1日ビール1本でも脳が委縮する可能性

「仕事終わりにアルコールを飲まないと、今日1日が終わった気がしない」という方は結構いらっしゃるのではないでしょうか。
これまで、ほどほどの飲酒は健康効果をもたらすといわれてきました。
しかし、英国のオックスフォード大学とロンドン大学の研究チームが、飲酒に関して気になる研究結果を発表しました。
その研究結果によると、アルコールは適量であっても脳に重大な影響をおよぼす可能性があるのだそうです。

適量飲酒で海馬の萎縮リスク上昇

研究では、飲酒量が多いと脳内で海馬委縮を発症するリスクが高まることに着目しました。
海馬は、記憶や空間認知を司る役割を担っていますので、海馬が萎縮するということは記憶や空間認知に影響があるということです。
研究の結果、過去30年間のアルコールの摂取量が増えるごとに、海馬の萎縮リスクが上昇していることがわかりました。

適量飲酒でも海馬の萎縮リスクは3.4倍に

海馬の萎縮リスクは、アルコールを飲まないグループと比べて、週30ドリンク(英国の場合1ドリンク=8g)以上の多量飲酒のグループで5.8倍ともっとも高かったそうです。
また、週14~21ドリンクの適量飲酒のグループでも、海馬の萎縮リスクは3.4倍と高いという結果となりました。
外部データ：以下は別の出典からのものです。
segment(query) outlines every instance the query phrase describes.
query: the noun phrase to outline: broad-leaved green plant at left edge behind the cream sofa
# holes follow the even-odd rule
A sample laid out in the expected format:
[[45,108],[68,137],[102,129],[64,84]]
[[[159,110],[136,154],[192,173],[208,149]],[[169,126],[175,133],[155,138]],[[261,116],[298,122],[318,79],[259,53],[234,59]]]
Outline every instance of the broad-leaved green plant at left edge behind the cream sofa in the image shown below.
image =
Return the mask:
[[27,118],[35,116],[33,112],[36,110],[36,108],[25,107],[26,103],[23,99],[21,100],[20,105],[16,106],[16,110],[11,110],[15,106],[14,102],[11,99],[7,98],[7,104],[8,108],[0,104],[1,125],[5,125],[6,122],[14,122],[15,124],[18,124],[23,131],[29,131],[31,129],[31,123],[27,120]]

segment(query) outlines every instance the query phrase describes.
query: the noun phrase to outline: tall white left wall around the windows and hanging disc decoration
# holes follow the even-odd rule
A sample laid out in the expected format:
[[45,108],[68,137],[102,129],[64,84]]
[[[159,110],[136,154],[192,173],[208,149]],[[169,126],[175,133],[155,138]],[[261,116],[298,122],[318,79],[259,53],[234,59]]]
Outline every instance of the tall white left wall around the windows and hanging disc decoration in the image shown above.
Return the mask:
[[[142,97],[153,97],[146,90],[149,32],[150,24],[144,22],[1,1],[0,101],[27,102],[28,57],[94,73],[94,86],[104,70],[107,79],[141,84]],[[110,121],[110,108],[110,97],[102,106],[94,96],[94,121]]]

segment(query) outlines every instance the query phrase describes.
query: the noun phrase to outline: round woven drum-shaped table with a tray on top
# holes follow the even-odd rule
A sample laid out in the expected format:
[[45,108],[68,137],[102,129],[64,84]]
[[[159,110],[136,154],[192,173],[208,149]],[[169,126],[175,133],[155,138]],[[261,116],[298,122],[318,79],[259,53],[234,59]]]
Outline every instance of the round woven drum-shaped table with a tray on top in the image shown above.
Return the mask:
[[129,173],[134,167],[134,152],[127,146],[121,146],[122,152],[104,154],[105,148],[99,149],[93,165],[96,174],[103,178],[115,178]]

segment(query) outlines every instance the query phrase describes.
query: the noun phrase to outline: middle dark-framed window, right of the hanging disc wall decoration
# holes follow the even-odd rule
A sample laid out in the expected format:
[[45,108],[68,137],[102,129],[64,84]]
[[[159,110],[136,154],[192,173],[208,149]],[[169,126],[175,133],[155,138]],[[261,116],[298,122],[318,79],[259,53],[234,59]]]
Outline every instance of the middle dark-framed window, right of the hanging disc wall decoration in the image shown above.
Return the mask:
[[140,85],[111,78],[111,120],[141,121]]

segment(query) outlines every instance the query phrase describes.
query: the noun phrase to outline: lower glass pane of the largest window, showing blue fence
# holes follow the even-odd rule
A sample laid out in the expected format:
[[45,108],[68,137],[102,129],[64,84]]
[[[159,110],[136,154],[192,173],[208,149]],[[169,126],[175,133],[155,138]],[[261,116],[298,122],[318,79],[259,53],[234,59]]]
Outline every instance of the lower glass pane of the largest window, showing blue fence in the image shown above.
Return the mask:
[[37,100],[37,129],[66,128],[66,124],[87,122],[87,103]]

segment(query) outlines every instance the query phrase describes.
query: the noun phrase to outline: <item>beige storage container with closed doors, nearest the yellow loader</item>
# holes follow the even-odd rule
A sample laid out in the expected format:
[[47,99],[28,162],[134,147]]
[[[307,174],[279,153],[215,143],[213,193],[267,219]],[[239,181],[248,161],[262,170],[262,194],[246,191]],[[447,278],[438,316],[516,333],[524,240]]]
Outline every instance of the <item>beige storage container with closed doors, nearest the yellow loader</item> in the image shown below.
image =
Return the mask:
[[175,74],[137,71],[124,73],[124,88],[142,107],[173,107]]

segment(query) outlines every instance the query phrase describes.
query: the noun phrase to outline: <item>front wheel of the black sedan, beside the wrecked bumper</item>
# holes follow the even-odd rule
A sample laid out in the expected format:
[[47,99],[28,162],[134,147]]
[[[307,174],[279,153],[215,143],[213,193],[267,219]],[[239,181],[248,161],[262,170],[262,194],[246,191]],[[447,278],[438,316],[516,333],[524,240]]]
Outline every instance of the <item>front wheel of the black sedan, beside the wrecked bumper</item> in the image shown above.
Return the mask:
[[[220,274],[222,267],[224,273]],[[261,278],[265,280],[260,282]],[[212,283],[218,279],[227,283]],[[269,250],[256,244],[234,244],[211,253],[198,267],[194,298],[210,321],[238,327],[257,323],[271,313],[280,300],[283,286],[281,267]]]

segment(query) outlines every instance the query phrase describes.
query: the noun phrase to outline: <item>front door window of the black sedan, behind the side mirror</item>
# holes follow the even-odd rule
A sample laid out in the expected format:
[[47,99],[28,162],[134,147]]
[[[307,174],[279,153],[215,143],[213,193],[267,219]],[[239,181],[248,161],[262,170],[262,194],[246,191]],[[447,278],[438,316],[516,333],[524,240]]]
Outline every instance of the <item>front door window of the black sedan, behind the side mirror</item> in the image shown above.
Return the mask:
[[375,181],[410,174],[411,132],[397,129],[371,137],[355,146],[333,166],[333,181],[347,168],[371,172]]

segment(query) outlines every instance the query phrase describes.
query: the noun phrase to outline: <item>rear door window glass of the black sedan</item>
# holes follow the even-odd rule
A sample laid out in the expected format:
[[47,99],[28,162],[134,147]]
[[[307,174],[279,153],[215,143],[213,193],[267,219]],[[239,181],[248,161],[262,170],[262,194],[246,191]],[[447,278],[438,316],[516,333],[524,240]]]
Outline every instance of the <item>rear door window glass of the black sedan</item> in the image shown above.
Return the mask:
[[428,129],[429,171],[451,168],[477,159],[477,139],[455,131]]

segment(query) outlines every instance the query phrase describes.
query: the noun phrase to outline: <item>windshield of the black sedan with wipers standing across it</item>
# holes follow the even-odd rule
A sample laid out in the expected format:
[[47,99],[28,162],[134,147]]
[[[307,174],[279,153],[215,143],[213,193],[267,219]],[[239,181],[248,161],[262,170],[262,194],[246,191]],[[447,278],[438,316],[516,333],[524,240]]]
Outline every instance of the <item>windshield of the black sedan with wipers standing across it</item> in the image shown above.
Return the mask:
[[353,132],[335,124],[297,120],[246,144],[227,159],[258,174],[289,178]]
過去の研究では、より多くの飲酒量を継続した場合に脳に悪影響をおよぼすことを指摘したものがありましたが、今回の研究では、飲酒が適量であっても脳に影響がある可能性が示されました

適切な飲酒量の目安とは?

今回の調査結果は、英国の食事ガイドラインにおける「適切な飲酒量の目安」に対し疑問を投げかけるものなのだそうです。
英国では週に17.5ドリンク(20g/日)までを中程度な飲酒量とされていますが、飲むアルコールの量をこの程度に抑えていても、脳にダメージを与えるおそれがあるといいます。

日本では20g/日を適切な飲酒量としています

日本では、「節度ある適度な飲酒」を、1日当たりアルコール摂取量で20g程度(日本酒1合)、女性は男性よりも少ない量が適当としています。

■アルコール20gの目安■
 ビール :(アルコール度数5度)なら中びん1本(500ml)
 日本酒 :(アルコール度数15度)なら1合(180ml)
 焼酎 :(アルコール度数25度)なら0.6合(約110ml)
 ウイスキー :(アルコール度数43度)ならダブル1杯(60ml)
 ワイン :(アルコール度数14度)なら1/4本(約180ml)
 缶チューハイ: (アルコール度数5度)なら1.5缶(約520ml)

アルコール摂取量が男性で40g以上、女性で20g以上になると「生活習慣病のリスクを高める飲酒量」になるといわれています。
この機会に、ご自身の飲酒量について見直してみてはいかがでしょうか。